涙を流しながら食べた蕎麦の話
私は週1で映画館に足を運ぶくらいの
映画好きなのだが、最近、飽き飽きしていたamazon primeで「好きな邦画ランキングTOP5」に入るくらいの素敵な作品を見つけた。
「食べる女」という作品だ。
正直、映画好きを豪語しているがそこまで博識なわけではないので
見るのは好きだが、コメントするのは苦手である。
なので、一般的なアラサーが暇つぶしに見た映画がすごいよかったみたいな感じで軽く読んでいただけたら嬉しい ←
その作品は古民家に住む小説家の元に
恋や愛に疲れた様々な境遇を持つ女たちが集まり、食を通して癒されていくというような話だ。
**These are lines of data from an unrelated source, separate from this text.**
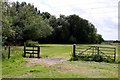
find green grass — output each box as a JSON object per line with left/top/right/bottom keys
{"left": 2, "top": 44, "right": 119, "bottom": 78}
{"left": 40, "top": 44, "right": 72, "bottom": 59}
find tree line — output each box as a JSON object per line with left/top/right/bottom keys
{"left": 2, "top": 1, "right": 104, "bottom": 45}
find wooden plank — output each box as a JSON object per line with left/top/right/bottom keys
{"left": 25, "top": 49, "right": 38, "bottom": 51}
{"left": 25, "top": 46, "right": 40, "bottom": 47}
{"left": 23, "top": 45, "right": 40, "bottom": 58}
{"left": 25, "top": 52, "right": 39, "bottom": 54}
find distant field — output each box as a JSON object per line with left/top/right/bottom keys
{"left": 40, "top": 44, "right": 72, "bottom": 59}
{"left": 2, "top": 44, "right": 119, "bottom": 78}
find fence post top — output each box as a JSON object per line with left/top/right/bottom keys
{"left": 24, "top": 42, "right": 26, "bottom": 46}
{"left": 73, "top": 44, "right": 76, "bottom": 45}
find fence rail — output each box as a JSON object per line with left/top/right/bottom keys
{"left": 2, "top": 46, "right": 23, "bottom": 59}
{"left": 24, "top": 45, "right": 40, "bottom": 58}
{"left": 72, "top": 44, "right": 116, "bottom": 62}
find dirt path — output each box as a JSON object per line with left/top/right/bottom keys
{"left": 26, "top": 58, "right": 68, "bottom": 66}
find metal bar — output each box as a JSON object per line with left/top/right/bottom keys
{"left": 78, "top": 47, "right": 92, "bottom": 55}
{"left": 90, "top": 46, "right": 116, "bottom": 49}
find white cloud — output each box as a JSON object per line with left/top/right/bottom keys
{"left": 8, "top": 0, "right": 119, "bottom": 40}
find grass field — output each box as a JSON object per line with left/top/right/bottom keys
{"left": 2, "top": 44, "right": 119, "bottom": 78}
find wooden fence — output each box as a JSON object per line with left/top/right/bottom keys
{"left": 3, "top": 46, "right": 20, "bottom": 59}
{"left": 23, "top": 45, "right": 40, "bottom": 58}
{"left": 72, "top": 44, "right": 116, "bottom": 62}
{"left": 2, "top": 45, "right": 40, "bottom": 59}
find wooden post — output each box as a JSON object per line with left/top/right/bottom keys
{"left": 4, "top": 45, "right": 7, "bottom": 50}
{"left": 92, "top": 46, "right": 94, "bottom": 55}
{"left": 33, "top": 47, "right": 34, "bottom": 57}
{"left": 94, "top": 46, "right": 97, "bottom": 54}
{"left": 97, "top": 47, "right": 99, "bottom": 55}
{"left": 73, "top": 44, "right": 76, "bottom": 57}
{"left": 4, "top": 45, "right": 7, "bottom": 57}
{"left": 114, "top": 48, "right": 116, "bottom": 62}
{"left": 8, "top": 46, "right": 10, "bottom": 59}
{"left": 23, "top": 43, "right": 26, "bottom": 57}
{"left": 38, "top": 46, "right": 40, "bottom": 58}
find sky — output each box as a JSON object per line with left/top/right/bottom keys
{"left": 8, "top": 0, "right": 119, "bottom": 40}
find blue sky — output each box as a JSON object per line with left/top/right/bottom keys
{"left": 9, "top": 0, "right": 119, "bottom": 40}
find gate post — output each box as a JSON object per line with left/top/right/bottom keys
{"left": 8, "top": 46, "right": 10, "bottom": 59}
{"left": 23, "top": 42, "right": 26, "bottom": 57}
{"left": 73, "top": 44, "right": 76, "bottom": 57}
{"left": 4, "top": 45, "right": 7, "bottom": 57}
{"left": 92, "top": 46, "right": 95, "bottom": 55}
{"left": 97, "top": 47, "right": 99, "bottom": 55}
{"left": 38, "top": 46, "right": 40, "bottom": 58}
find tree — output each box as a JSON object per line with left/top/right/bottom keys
{"left": 23, "top": 15, "right": 53, "bottom": 41}
{"left": 2, "top": 1, "right": 104, "bottom": 44}
{"left": 44, "top": 14, "right": 104, "bottom": 44}
{"left": 2, "top": 1, "right": 53, "bottom": 45}
{"left": 65, "top": 14, "right": 103, "bottom": 44}
{"left": 2, "top": 2, "right": 16, "bottom": 44}
{"left": 95, "top": 34, "right": 104, "bottom": 44}
{"left": 55, "top": 15, "right": 70, "bottom": 43}
{"left": 41, "top": 12, "right": 51, "bottom": 19}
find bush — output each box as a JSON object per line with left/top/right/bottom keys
{"left": 69, "top": 57, "right": 78, "bottom": 61}
{"left": 26, "top": 40, "right": 39, "bottom": 46}
{"left": 91, "top": 54, "right": 104, "bottom": 62}
{"left": 2, "top": 52, "right": 6, "bottom": 59}
{"left": 70, "top": 54, "right": 104, "bottom": 62}
{"left": 2, "top": 47, "right": 7, "bottom": 60}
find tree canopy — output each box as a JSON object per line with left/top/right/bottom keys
{"left": 2, "top": 1, "right": 53, "bottom": 45}
{"left": 2, "top": 1, "right": 104, "bottom": 45}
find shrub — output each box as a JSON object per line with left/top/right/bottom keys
{"left": 2, "top": 47, "right": 7, "bottom": 60}
{"left": 69, "top": 57, "right": 78, "bottom": 61}
{"left": 91, "top": 54, "right": 104, "bottom": 62}
{"left": 26, "top": 40, "right": 39, "bottom": 46}
{"left": 2, "top": 52, "right": 6, "bottom": 59}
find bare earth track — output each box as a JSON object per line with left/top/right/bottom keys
{"left": 26, "top": 58, "right": 68, "bottom": 66}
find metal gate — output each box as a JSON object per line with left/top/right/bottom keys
{"left": 73, "top": 44, "right": 116, "bottom": 62}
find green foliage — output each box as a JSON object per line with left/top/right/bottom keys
{"left": 23, "top": 15, "right": 53, "bottom": 40}
{"left": 69, "top": 35, "right": 77, "bottom": 43}
{"left": 2, "top": 1, "right": 53, "bottom": 45}
{"left": 91, "top": 54, "right": 104, "bottom": 62}
{"left": 2, "top": 1, "right": 104, "bottom": 45}
{"left": 26, "top": 40, "right": 39, "bottom": 46}
{"left": 2, "top": 51, "right": 6, "bottom": 59}
{"left": 69, "top": 57, "right": 78, "bottom": 61}
{"left": 2, "top": 3, "right": 16, "bottom": 43}
{"left": 71, "top": 54, "right": 115, "bottom": 63}
{"left": 43, "top": 14, "right": 104, "bottom": 44}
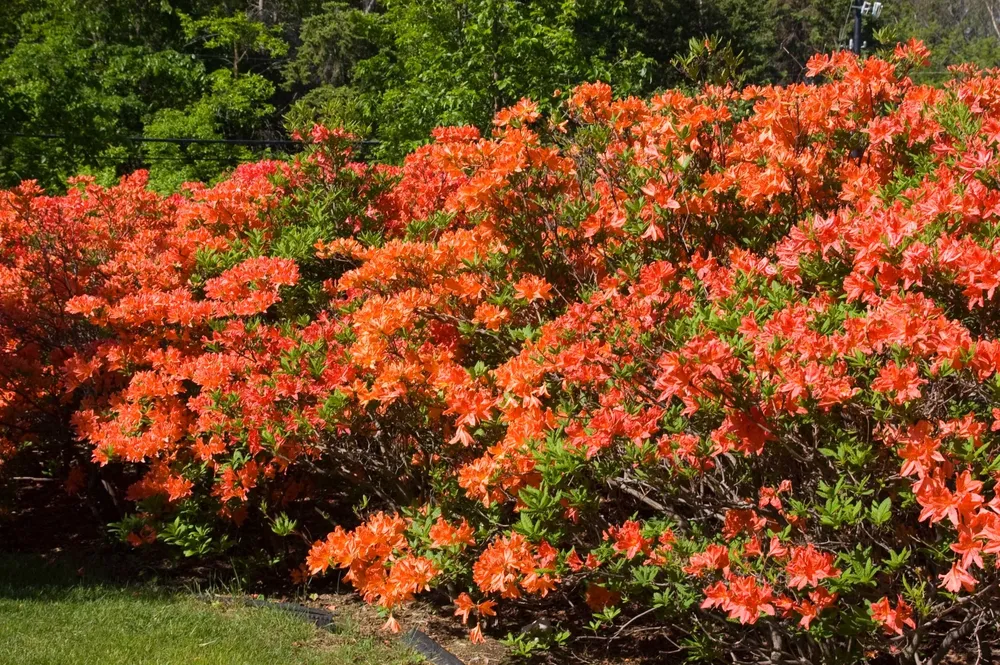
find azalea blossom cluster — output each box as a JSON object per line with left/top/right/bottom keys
{"left": 5, "top": 41, "right": 1000, "bottom": 661}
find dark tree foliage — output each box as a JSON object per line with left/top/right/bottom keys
{"left": 0, "top": 0, "right": 303, "bottom": 190}
{"left": 0, "top": 0, "right": 996, "bottom": 189}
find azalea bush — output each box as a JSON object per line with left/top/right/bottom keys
{"left": 0, "top": 127, "right": 402, "bottom": 517}
{"left": 6, "top": 40, "right": 1000, "bottom": 662}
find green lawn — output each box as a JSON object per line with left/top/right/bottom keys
{"left": 0, "top": 555, "right": 421, "bottom": 665}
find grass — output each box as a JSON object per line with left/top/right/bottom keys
{"left": 0, "top": 554, "right": 421, "bottom": 665}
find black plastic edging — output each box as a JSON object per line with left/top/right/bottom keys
{"left": 198, "top": 594, "right": 466, "bottom": 664}
{"left": 242, "top": 597, "right": 336, "bottom": 628}
{"left": 195, "top": 593, "right": 336, "bottom": 627}
{"left": 400, "top": 628, "right": 466, "bottom": 665}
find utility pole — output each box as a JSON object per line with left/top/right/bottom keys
{"left": 852, "top": 2, "right": 863, "bottom": 55}
{"left": 849, "top": 2, "right": 883, "bottom": 55}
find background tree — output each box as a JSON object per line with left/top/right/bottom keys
{"left": 3, "top": 0, "right": 1000, "bottom": 191}
{"left": 0, "top": 0, "right": 300, "bottom": 191}
{"left": 286, "top": 0, "right": 654, "bottom": 159}
{"left": 882, "top": 0, "right": 1000, "bottom": 81}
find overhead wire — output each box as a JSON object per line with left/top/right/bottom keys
{"left": 0, "top": 132, "right": 380, "bottom": 148}
{"left": 0, "top": 131, "right": 383, "bottom": 171}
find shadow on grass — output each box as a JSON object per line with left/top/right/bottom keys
{"left": 0, "top": 553, "right": 422, "bottom": 665}
{"left": 0, "top": 551, "right": 137, "bottom": 597}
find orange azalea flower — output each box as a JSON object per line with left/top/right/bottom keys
{"left": 382, "top": 615, "right": 401, "bottom": 634}
{"left": 429, "top": 516, "right": 476, "bottom": 549}
{"left": 584, "top": 582, "right": 621, "bottom": 612}
{"left": 514, "top": 275, "right": 553, "bottom": 302}
{"left": 473, "top": 303, "right": 509, "bottom": 330}
{"left": 454, "top": 593, "right": 476, "bottom": 625}
{"left": 871, "top": 361, "right": 926, "bottom": 405}
{"left": 870, "top": 596, "right": 916, "bottom": 636}
{"left": 785, "top": 544, "right": 840, "bottom": 590}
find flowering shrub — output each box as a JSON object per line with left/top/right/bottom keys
{"left": 0, "top": 127, "right": 401, "bottom": 513}
{"left": 8, "top": 41, "right": 1000, "bottom": 661}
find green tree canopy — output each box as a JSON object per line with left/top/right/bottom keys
{"left": 3, "top": 0, "right": 999, "bottom": 191}
{"left": 0, "top": 0, "right": 290, "bottom": 190}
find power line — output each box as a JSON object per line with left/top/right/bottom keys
{"left": 0, "top": 132, "right": 380, "bottom": 147}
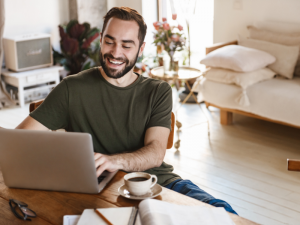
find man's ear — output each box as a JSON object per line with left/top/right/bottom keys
{"left": 138, "top": 42, "right": 146, "bottom": 57}
{"left": 99, "top": 32, "right": 102, "bottom": 44}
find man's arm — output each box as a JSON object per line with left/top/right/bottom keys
{"left": 15, "top": 116, "right": 49, "bottom": 130}
{"left": 94, "top": 126, "right": 170, "bottom": 177}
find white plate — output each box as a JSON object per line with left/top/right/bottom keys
{"left": 118, "top": 184, "right": 163, "bottom": 200}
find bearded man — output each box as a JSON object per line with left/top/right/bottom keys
{"left": 16, "top": 7, "right": 237, "bottom": 215}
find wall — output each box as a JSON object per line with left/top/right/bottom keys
{"left": 141, "top": 0, "right": 158, "bottom": 56}
{"left": 3, "top": 0, "right": 69, "bottom": 51}
{"left": 77, "top": 0, "right": 107, "bottom": 30}
{"left": 214, "top": 0, "right": 300, "bottom": 43}
{"left": 107, "top": 0, "right": 142, "bottom": 14}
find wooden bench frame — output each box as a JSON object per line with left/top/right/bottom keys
{"left": 287, "top": 159, "right": 300, "bottom": 172}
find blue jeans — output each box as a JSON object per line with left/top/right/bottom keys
{"left": 165, "top": 179, "right": 238, "bottom": 215}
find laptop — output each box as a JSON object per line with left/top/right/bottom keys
{"left": 0, "top": 129, "right": 117, "bottom": 194}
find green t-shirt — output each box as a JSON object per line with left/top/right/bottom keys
{"left": 30, "top": 67, "right": 181, "bottom": 186}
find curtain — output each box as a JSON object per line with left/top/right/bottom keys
{"left": 0, "top": 0, "right": 12, "bottom": 108}
{"left": 0, "top": 0, "right": 4, "bottom": 78}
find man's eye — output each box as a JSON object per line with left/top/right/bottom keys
{"left": 105, "top": 42, "right": 113, "bottom": 45}
{"left": 123, "top": 46, "right": 131, "bottom": 49}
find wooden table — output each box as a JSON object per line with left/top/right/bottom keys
{"left": 0, "top": 170, "right": 257, "bottom": 225}
{"left": 150, "top": 66, "right": 202, "bottom": 104}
小泉今日子が主演で、わき役は、鈴木京香や広瀬アリスや沢尻エリカ、前田敦子などの
主演級の実力派の女優が出演している。
それぞれの女性には小ネタがあるのだが、
私は沢尻エリカの演じるドド(圭子)に激しく自分を重ねてしまった。
彼女の役柄としては。恋愛から逃げ腰な出版社勤務のキャリアウーマンで蓄財に励む女性なのだが、30歳をすぎそれなりに稼ぎがありついに都内に自分でマンションを購入した。
彼氏がいたのは4年前で冷たい都会に小さな城のを立てた孤独の嬢王様みたいな役柄だった。
そんな彼女がひょんなきっかけで出会った男性がすごく料理上手な男性だった。
だいぶ話をはしょってしまうのだが、頻繁にその男性と夜ごはんを共にするという不思議な関係性になるのだが、のちのち男女の関係になった後から、しばらくして彼の北海道出張が決まる。
挨拶に来た時に彼女は家にいなかったため彼からのラブレターとともに、愛情いっぱいのお弁当が玄関のドアノブにぶら下がっていた。
実家のお母さんがお花見にいくときにつくるような重厚なお重が二段。
その蓋をあけると白い俵状のおむすびと、和牛のしぐれ煮、エビの南蛮など、シンプルながらも彼の余韻と愛を感じるおかず達がギュッと詰め込まれていた。
食べるのが大好きで「あんたはいつも食べてるときは幸せそうね」と小泉今日子に吐き捨てられていた彼女が、俵状のおにぎりを一口食べた瞬間に、じわっと涙が一粒こぼれ、彼女のお人形のようなきれいな顔がぐちゃっと歪む。
このシーンに心をつかまれて
新卒の頃に泣きながら食べたお蕎麦をふと思い出した。
私も僭越ながら食べている顔の幸せさをよく褒められるくらい食が大好きなのだが
その時は食事を食べる暇がないくらい働きづめな時期だった。
副交感神経が休まることもなく、一日11時間くらいPCと向き合っていたときだった。
自分のくだらないこだわりとプライドに振り回されて仕事で失敗をして悔し泣きをした後に、たまには美味しい食べ物を食べて精を出すぞと、いつもは歩かない会社の裏の道を歩いていた。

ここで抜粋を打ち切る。